Computational mechanisms in genetic regulation by RNA

TL;DR

This paper proposes a model where non-coding RNA molecules perform neural network-like computations through their binding dynamics, suggesting a new mechanism for complex genetic regulation with high mutation tolerance.

Contribution

It introduces a simple, RNA-based computational mechanism that mimics neural networks, linking molecular interactions to information processing in genetic regulation.

Findings

RNA interactions can implement neural network algorithms.

Equilibrium constants encode stored patterns and input-output relations.

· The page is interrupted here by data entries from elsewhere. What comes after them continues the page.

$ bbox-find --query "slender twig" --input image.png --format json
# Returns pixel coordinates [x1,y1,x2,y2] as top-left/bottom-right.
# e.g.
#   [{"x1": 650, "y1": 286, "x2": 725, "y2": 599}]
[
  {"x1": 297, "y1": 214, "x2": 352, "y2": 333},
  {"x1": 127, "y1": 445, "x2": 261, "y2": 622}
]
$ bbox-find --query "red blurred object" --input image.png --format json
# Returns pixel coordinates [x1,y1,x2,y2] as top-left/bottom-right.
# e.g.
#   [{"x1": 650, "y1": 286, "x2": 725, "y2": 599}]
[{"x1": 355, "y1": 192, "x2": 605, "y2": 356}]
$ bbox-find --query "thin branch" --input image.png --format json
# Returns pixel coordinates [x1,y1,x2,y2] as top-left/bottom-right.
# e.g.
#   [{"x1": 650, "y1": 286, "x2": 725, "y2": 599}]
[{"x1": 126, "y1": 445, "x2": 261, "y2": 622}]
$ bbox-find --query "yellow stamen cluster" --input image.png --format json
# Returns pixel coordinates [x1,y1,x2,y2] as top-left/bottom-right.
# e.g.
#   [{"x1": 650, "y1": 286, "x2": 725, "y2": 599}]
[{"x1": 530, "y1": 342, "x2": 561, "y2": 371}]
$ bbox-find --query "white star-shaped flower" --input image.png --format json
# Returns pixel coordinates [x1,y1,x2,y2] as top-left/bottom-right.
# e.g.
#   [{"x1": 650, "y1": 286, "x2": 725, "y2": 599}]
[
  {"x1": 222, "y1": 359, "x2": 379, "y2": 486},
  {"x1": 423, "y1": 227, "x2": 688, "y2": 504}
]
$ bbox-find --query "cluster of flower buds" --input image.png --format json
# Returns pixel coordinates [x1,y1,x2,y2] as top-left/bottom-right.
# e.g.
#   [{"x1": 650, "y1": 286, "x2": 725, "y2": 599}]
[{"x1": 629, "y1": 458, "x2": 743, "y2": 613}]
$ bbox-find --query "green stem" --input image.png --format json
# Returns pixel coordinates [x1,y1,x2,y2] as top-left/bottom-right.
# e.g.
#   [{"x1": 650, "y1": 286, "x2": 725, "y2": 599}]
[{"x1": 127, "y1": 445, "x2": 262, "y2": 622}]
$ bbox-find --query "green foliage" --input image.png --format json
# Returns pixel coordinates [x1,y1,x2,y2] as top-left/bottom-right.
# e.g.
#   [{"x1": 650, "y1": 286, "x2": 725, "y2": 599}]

The mechanism is robust to mutations, allowing high mutation rates.

Abstract

The evolution of the genome has led to very sophisticated and complex regulation. Because of the abundance of non-coding RNA (ncRNA) in the cell, different species will promiscuously associate with each other, suggesting collective dynamics similar to artificial neural networks. Here we present a simple mechanism allowing ncRNA to perform computations equivalent to neural network algorithms such as Boltzmann machines and the Hopfield model. The quantities analogous to the neural couplings are the equilibrium constants between different RNA species. The relatively rapid equilibration of RNA binding and unbinding is regulated by a slower process that degrades and creates new RNA. The model requires that the creation rate for each species be an increasing function of the ratio of total to unbound RNA. Similar mechanisms have already been found to exist experimentally for ncRNA regulation. With the overall concentration of RNA regulated, equilibrium constants can be chosen to store many different patterns, or many different input-output relations. The network is also quite insensitive to random mutations in equilibrium constants. Therefore one expects that this kind of mechanism will have a much higher mutation rate than ones typically regarded as being under evolutionary constraint.